El-Deeb et al. (2013) reported that Plectranthus tenuiflorus medicinal plant was inhabitated by Bacillus sp., Bacillus megaterium, Bacillus pumilus, Bacillus licheniformis, Micrococcus luteus, Paenibacillus sp., Pseudomonas sp., and Acinetobacter calcoaceticus endophytes. These endophytic isolates effectively produce gibberellic acid (GA) and cytokinin. GA has biologically important functions such as plant growth-promoting factors, i.e., stem and root elongation, flowering, and/or helping to overcome dormancy in seeds. Cytokinins are a category of plant hormones that play an important role during the cell cycle, i.e., induce the plant cellular division process and, consequently, influence the formation and relative growth of roots and shoots (Arkhipova et al. 2007). Abscisic acid (ABA), which is considered a plant stress hormone, is responsible for many types of stress, including water, salt, and low temperatures (Fahad et al. 2015). Salicylic acid (SA) is also known as a critical phytohormone that is involved in various processes, like seed germination, root initiation, floral induction, and thermogenesis, besides plant tolerance to biotic and abiotic stresses (Yan et al. 2019; Fahad et al. 2015).
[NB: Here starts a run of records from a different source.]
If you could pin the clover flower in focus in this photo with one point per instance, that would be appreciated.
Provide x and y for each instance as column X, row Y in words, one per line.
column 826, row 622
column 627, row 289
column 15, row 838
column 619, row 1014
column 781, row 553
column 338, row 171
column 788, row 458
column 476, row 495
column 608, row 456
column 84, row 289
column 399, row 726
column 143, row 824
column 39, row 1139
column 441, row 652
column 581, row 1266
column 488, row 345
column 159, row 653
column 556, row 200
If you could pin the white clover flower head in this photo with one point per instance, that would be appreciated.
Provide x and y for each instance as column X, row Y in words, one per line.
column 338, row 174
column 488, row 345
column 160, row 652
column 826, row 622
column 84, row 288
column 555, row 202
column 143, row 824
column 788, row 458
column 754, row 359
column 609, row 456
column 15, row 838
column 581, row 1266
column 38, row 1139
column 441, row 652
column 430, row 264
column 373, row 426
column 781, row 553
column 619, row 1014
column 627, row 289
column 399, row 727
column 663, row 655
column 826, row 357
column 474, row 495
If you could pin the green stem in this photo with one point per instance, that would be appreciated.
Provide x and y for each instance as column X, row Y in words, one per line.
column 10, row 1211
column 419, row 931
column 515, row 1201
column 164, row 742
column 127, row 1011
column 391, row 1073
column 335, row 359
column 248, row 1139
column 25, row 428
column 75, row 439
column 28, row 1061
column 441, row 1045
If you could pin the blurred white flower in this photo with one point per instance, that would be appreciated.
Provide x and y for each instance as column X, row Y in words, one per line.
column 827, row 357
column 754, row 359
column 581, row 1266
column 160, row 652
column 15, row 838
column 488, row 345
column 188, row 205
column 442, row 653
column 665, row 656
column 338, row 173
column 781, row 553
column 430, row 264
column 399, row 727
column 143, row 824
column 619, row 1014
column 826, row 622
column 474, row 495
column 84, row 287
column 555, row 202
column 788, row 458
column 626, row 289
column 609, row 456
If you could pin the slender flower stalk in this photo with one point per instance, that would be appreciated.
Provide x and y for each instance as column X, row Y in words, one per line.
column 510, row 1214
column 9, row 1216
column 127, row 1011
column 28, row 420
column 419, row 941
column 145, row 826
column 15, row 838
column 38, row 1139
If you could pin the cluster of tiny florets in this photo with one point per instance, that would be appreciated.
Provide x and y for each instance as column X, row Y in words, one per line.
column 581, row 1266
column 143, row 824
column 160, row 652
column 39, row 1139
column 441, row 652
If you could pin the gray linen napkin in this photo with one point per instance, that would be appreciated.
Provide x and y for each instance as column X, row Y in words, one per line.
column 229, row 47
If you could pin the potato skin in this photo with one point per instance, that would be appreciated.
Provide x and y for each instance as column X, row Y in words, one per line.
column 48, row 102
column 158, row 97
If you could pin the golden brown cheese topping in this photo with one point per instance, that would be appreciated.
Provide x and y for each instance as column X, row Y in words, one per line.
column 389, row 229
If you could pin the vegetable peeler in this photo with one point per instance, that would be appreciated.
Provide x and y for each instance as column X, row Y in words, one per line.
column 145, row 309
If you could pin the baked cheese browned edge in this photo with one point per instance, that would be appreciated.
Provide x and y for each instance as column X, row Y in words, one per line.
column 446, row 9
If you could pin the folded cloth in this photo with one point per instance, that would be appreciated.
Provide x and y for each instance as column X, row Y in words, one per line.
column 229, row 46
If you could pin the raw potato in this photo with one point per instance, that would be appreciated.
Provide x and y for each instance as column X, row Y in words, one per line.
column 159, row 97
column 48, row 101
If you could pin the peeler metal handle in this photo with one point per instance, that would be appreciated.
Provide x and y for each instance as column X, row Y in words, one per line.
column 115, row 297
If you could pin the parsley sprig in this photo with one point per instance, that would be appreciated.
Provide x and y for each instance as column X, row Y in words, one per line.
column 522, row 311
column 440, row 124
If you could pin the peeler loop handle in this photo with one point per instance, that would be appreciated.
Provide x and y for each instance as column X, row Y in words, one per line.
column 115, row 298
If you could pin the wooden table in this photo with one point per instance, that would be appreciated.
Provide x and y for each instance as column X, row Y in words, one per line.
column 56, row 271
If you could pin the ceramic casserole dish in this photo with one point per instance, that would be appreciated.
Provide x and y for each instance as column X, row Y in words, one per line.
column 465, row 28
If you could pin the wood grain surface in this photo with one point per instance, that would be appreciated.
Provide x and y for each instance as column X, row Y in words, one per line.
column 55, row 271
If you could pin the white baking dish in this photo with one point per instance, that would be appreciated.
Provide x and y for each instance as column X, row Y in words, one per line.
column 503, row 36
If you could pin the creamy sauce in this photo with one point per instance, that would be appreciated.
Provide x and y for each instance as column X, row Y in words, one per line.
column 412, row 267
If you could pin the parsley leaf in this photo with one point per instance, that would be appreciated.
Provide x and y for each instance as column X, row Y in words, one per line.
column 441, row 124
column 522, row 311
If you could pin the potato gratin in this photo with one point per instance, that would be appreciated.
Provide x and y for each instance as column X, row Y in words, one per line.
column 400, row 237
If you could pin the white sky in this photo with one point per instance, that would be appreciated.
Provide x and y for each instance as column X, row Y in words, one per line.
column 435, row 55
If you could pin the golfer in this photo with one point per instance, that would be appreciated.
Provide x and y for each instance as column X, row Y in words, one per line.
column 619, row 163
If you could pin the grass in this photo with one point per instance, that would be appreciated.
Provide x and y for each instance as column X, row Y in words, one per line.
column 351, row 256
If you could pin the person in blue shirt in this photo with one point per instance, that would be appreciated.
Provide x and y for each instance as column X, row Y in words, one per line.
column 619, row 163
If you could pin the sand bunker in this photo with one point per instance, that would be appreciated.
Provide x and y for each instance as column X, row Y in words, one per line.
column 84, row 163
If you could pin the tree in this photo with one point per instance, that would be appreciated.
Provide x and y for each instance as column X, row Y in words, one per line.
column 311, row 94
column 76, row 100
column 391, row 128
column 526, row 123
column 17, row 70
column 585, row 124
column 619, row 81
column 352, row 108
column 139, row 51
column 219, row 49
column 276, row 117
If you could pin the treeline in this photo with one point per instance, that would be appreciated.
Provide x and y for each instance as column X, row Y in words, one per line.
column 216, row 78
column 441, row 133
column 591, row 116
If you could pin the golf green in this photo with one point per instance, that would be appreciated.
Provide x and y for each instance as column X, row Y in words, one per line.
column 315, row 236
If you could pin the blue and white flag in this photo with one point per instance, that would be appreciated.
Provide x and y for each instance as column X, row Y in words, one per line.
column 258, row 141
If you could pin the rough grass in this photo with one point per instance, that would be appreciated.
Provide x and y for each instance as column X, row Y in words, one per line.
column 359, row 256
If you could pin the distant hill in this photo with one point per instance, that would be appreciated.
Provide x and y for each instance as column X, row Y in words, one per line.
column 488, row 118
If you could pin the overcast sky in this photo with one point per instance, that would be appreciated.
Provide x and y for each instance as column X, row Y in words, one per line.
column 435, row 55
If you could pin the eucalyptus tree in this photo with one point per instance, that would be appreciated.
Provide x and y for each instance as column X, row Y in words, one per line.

Resistance toward abiotic stresses
Plants are exposed to a number of factors which are detrimental to their growth, productivity, and survival in the environment, known as stress. It can be both biotic and abiotic in nature. Abiotic stresses include salinity, pH, temperature fluctuations, excess or low water, irradiance, nutrient deficiency or excess, and even mechanical injury and wounding. Whereas, biotic stress can include various pathogens (bacteria, fungi, and viruses) and herbivores. Endophytic bacteria often produce various compounds that can alleviate these stresses and confer protection to the plant. According to various reports, plants on inoculation with these endophytes often accumulate compounds mainly, carbohydrates, proline, various lytic enzymes, and antibiotics that can inhibit various pathogens (Brader et al. 2014). Moreover, it causes the plant to develop resistance against pathogens by complementing the induced systemic resistance mechanisms (Pieterse et al. 2014).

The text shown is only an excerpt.